The percentage of Ivy League graduates that go to Wall Street is stunning. I'm not sure that I buy the author's general thesis but some of the content rings true.
Excerpts:
The social determinists say these students are simply following their tribe. Finance, law and consulting employ smart, high-status individuals in desirable urban locales. Because Ivy League graduates are smart, high-status individuals who generally want to work and live among people like themselves, it makes sense that they take the road more traveled.
These two camps are not mutually exclusive. You can follow the money while you follow your friends.
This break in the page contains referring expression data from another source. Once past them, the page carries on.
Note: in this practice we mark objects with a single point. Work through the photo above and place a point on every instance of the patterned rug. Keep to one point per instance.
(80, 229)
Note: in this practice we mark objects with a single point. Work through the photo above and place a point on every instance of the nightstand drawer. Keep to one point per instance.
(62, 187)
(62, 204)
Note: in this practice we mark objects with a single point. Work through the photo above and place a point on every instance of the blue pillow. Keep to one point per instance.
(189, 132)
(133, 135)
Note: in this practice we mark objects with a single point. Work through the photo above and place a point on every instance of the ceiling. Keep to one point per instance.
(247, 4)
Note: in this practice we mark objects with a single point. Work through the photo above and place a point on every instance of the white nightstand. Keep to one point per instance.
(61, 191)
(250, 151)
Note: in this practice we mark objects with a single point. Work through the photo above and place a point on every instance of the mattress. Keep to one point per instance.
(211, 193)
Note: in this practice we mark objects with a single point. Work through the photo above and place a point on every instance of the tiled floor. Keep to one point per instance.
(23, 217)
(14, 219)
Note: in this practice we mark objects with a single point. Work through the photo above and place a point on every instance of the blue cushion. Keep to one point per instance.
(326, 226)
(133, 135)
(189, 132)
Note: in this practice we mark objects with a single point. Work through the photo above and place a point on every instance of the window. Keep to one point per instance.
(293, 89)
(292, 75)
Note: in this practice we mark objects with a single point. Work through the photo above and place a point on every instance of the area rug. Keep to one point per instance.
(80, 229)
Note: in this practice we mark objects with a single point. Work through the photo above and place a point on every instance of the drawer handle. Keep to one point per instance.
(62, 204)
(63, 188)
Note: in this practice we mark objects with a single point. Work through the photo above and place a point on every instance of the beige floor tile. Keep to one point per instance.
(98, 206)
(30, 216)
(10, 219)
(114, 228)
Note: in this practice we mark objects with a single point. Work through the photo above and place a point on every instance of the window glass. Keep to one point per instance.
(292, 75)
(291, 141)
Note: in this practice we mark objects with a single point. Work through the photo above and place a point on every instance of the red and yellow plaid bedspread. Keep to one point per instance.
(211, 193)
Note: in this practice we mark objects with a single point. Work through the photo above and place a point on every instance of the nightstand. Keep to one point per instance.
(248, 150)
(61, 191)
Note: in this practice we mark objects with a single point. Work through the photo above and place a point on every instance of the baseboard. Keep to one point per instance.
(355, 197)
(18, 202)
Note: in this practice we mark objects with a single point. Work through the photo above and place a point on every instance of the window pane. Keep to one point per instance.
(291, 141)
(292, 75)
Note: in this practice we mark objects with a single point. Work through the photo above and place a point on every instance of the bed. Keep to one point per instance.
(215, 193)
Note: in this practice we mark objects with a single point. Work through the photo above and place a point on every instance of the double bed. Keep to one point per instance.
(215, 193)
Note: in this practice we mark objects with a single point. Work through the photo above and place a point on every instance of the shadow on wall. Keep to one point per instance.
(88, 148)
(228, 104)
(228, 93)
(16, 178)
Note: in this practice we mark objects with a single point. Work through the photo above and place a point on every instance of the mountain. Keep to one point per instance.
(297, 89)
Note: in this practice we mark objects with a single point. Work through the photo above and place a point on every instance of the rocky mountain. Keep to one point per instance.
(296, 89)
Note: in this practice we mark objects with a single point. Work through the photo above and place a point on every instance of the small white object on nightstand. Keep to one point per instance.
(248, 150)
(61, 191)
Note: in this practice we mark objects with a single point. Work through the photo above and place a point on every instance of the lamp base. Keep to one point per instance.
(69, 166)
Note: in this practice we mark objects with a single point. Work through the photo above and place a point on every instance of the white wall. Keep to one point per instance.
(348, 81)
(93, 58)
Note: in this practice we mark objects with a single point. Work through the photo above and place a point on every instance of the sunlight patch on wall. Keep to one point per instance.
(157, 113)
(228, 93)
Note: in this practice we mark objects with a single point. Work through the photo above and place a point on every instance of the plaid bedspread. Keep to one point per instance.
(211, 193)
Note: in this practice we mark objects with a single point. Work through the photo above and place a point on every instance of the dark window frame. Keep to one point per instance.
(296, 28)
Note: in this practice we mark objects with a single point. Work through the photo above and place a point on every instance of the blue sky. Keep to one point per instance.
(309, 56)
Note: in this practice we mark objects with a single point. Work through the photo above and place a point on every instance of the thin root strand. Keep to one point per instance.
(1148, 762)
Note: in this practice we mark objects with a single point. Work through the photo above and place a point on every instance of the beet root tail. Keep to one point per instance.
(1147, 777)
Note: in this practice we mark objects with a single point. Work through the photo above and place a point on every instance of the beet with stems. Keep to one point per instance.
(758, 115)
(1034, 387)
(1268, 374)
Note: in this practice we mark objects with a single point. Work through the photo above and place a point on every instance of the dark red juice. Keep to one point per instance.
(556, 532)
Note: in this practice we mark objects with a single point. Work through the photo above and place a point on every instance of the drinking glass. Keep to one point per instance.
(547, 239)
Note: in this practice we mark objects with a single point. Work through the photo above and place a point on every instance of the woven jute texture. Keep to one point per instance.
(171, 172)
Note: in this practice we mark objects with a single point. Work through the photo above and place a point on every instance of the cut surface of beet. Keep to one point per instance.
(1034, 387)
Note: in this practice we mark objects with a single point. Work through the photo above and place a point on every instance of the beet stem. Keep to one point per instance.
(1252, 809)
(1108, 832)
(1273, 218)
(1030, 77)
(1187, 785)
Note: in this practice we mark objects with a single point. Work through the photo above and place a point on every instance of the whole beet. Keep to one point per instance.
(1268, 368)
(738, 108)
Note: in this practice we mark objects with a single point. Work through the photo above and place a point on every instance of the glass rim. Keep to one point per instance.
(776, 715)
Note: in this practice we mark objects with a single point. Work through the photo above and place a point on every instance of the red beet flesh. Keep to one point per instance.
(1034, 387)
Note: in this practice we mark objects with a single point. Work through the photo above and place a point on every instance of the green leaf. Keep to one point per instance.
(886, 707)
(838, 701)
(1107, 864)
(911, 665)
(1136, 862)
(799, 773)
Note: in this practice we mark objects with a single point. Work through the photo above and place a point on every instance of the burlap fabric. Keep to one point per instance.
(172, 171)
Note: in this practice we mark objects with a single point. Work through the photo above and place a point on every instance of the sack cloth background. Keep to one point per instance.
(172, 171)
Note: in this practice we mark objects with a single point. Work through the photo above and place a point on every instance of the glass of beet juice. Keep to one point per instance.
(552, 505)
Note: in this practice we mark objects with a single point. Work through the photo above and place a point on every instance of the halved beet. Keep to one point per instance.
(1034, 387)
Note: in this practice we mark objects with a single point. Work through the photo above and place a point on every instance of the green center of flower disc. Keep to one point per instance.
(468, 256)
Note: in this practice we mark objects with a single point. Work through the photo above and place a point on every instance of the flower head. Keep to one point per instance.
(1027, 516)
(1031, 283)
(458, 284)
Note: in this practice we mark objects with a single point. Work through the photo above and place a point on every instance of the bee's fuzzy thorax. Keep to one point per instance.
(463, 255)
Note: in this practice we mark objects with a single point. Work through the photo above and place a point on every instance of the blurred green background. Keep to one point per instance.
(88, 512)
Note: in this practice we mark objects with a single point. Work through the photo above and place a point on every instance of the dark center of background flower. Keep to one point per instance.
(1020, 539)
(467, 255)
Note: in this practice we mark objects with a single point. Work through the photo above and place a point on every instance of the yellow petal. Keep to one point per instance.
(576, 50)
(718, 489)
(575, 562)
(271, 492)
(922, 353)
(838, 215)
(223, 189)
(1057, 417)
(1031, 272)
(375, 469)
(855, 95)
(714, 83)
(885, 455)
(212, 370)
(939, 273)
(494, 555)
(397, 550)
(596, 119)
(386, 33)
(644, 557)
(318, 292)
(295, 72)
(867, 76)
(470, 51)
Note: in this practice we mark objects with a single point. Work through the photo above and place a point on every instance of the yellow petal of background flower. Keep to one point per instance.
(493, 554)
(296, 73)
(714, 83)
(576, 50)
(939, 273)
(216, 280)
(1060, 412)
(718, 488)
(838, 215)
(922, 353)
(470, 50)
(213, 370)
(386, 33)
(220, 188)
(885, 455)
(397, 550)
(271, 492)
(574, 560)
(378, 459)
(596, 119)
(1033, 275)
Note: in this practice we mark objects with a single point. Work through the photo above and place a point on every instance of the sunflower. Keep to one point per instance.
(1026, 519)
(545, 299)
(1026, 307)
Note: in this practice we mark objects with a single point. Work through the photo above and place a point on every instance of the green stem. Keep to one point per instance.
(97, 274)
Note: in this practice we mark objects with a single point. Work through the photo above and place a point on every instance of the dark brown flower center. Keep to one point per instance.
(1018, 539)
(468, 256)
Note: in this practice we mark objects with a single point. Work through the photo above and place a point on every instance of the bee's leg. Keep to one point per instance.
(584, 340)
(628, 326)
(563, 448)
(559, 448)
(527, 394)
But I’m young enough to know a lot of these graduates, or at least a lot of their recent predecessors. In conversations with them, I’ve come to favor another explanation: Their educations are failing them.
In effect, Wall Street -- like a few other professions, including law, management consulting and Teach for America -- is taking advantage of the weakness of liberal arts education.
For many kids, college represents an end goal. Once you get into a good college, you’ve made it, and everyone stops worrying about you. You’re encouraged to take classes in subjects like English literature and history and political science, all of which are fine and interesting, but none of which leave you with marketable skills. After a few years of study, you suddenly find it’s late in your junior year, or early in your senior year, and you have no skills pointing to the obvious next step.
What Wall Street figured out is that colleges are producing a large number of very smart, completely confused graduates. Kids who have ample mental horsepower, incredible work ethics and no idea what to do next. So the finance industry takes advantage of that confusion, attracting students who never intended to work in finance but don’t have any better ideas about where to go.
...
So it seems universities have been looking at the problem backward. The issue isn’t that so many of their well-educated students want to go to Wall Street rather than make another sort of contribution. It’s that so many of their students end up feeling so poorly prepared that they go to Wall Street because they’re not sure what other contribution they can make.
My hunch is that we have underemphasized the need to learn skills, rather than simply learn, while in college. The fact that Teach for America -- which pays almost nothing and can place its hires far from cosmopolitan hot spots -- is one of the few recruiting systems competitive with Wall Street suggests that graduates are open to paths that aren’t remotely as remunerative as finance and aren’t based in New York or San Francisco. They’re just not seeing all that many of them.
Klein: Harvard’s Liberal-Arts Failure Is Wall Street’s Gain - Bloomberg.